R - Non, il n'y a pas de préalable puisque justement nous avons dépassé les questions de préalable à travers une synchronisation qui aboutira à ce que les choses se passent à peu près en même temps. C'est comme cela que nous sommes sortis de l'impasse sur les préalables, puisque les préalables posés par les uns et par les autres n'étaient pas les mêmes. Donc nous arriverons à une solution qui va combiner l'achèvement de l'accord militaire de retrait, l'achèvement de la préparation du vote de la résolution, le début du retrait, les préparatifs d'entrée de la KFOR et la décision de suspension.
Q - Et si l'accord militaire de retrait patine ?
R - L'accord militaire de retrait ne devrait plus patiner dès lors que nous avons passé cet accord ici, puisque ce qu'il y avait dans les raisons de retard à propos de l'accord militaire sont d'une part quelques discussions techniques, - qu'on peut admettre et qui sont tout à fait solubles à ce niveau là de négociation -, d'autre part une ambiguïté par rapport à ce qui avait été accepté ou pas dans le document qui avait été remis par le président Ahtisaari. Cette ambiguïté disparaît complètement, elle n'est plus invocable. Elle ne peut plus être utilisée pour quelque retard que ce soit à partir du moment où l'accord a été fait au niveau au-dessus, c'est-à-dire les pays du G8 et ensuite le Conseil de sécurité et ensuite l'adoption de la résolution. Et l'adoption de la résolution, qui est maintenant à portée de la main devrait achever de débloquer les problèmes sur lesquels on avait pu buter.
Q - L'adoption interviendra-t-elle cette nuit ?
R - Je ne veux pas fixer de date parce que je veux respecter le rôle des différents membres du Conseil de sécurité et notamment de la Chine. Je rappelle que le président Ahtisaari est en ce moment à Pékin où il a des entretiens avec les autorités chinoises. Vous voyez que tous nos efforts, tous les efforts de toutes les diplomaties, tous les efforts de ce que l'on appelle parfois à tort, mais l'expression est vraie aujourd'hui, la communauté internationale, convergent vers ce seul et même objectif. Nous allons avancer. Maintenant il faut, à chaque fois qu'on franchit une étape décisive - c'était le cas la semaine dernière, c'est encore le cas ce matin - ne pas perdre de temps et concrétiser chaque élément.
La suite, je le répète, c'est : transmission au Conseil de sécurité, et dès que c'est possible vote, mais il faut que ce vote coïncide avec les autres éléments ayant eux-mêmes été portés chacun à maturation, et chaque responsable est entièrement mobilisé dans cette fin.
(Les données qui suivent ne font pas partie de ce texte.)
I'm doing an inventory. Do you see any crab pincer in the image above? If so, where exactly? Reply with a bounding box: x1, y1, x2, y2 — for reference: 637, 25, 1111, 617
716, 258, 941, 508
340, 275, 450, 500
Q - Il semble que les Russes ce matin soient revenus avec des contre-propositions pour faire en sorte que les forces n'agissent pas sous chapitre VII mais sous chapitre VI ? Dans la résolution c'est le chapitre VII, est-ce qu'il y a des bémols, des conditions d'engagement de la force par exemple ?
R - Nous allons trouver une formulation pour montrer que nous agissons au titre du chapitre VII.
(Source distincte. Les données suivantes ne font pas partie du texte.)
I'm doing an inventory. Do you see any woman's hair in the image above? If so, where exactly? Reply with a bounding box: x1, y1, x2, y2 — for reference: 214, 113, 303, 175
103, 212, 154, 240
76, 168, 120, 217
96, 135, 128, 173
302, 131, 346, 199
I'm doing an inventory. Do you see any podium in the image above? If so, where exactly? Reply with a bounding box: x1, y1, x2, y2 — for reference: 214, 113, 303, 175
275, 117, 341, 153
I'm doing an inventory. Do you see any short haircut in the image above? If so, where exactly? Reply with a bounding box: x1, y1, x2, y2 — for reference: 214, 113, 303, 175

Q - Peut-il y avoir une restriction sur les armes qu'emporteront les soldats de la force de paix ?
R - Non, il n'y a aucune restriction. Ce n'est pas quelque chose qui est en quelque sorte entravé par la résolution. La résolution, c'est un règlement cadre, c'est l'élément fondamental. C'est ce qui exprime la légitimité, la légalité internationale, la cohérence entre tous les grands pays qui composent le Conseil de sécurité. Après, il y a toujours des problèmes de mise en oeuvre, on peut toujours aller plus loin dans le détail. En tout cas, il n'y a rien dans la résolution qui comporte une entrave sur ce plan. La discussion portait sur le mode et les termes de référence au chapitre VII. Nous avons trouvé sur ce point une solution comme nous en avons trouvé sur les autres points, sinon je ne serais pas là, et nous n'aurions pas le point de presse.
Q - (Au sujet de l'attitude du président Milosevic)
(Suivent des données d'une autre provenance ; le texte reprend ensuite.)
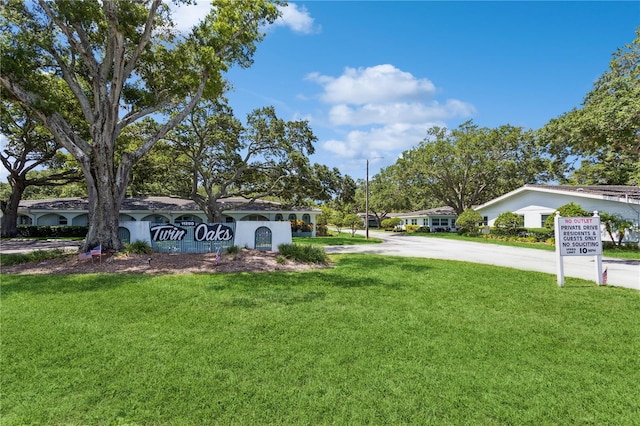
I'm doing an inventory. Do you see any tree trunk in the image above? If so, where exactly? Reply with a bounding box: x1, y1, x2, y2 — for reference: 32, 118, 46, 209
81, 138, 126, 251
2, 181, 25, 238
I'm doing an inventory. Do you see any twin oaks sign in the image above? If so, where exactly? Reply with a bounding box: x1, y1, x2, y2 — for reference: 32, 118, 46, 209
149, 222, 233, 242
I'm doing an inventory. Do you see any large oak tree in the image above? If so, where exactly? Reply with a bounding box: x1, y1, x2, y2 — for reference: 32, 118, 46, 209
167, 102, 319, 222
0, 0, 278, 249
539, 30, 640, 185
395, 121, 547, 214
0, 99, 82, 238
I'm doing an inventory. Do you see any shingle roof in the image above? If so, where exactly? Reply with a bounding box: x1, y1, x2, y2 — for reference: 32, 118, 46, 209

R - Le président Milosevic comme le Parlement serbe, a dû accepter il y a quelques jours, le document présenté par le président Ahtisaari qui regroupait et qui symbolisait toutes nos exigences des dernières semaines. Il y a eu une action de l'ensemble des Alliés qui a été très vigoureuse et tenace à laquelle nous avons dû nous résoudre parce que les autres moyens n'avaient pas permis d'aboutir. Vous avez une situation précise. Vous saviez ce qui se passait au Kosovo. Vous savez ce qu'on a fait et à quoi nous sommes arrivés. Vous voyez bien que nous sommes dans un processus où nous sommes en train d'imposer la solution qui était notre but. Certes, nous allons rencontrer beaucoup de difficultés, c'est une tâche très compliquée que de rebâtir le Kosovo, d'y faire régner la liberté, la paix, la cohabitation, d'y poser le fondement d'une démocratie future. La tâche de la force va être extrêmement périlleuse, mais nous avons tous pris nos responsabilités. Je ne pense pas maintenant qu'il y ait des raisons particulières de se reposer la question que certains pouvaient se poser avant mais qui se pose dans les termes radicalement différents depuis que le président Milosevic a bien dû accepter. Notre travail à nous, c'est de consolider la mise en oeuvre chaque jour et de verrouiller les boulons.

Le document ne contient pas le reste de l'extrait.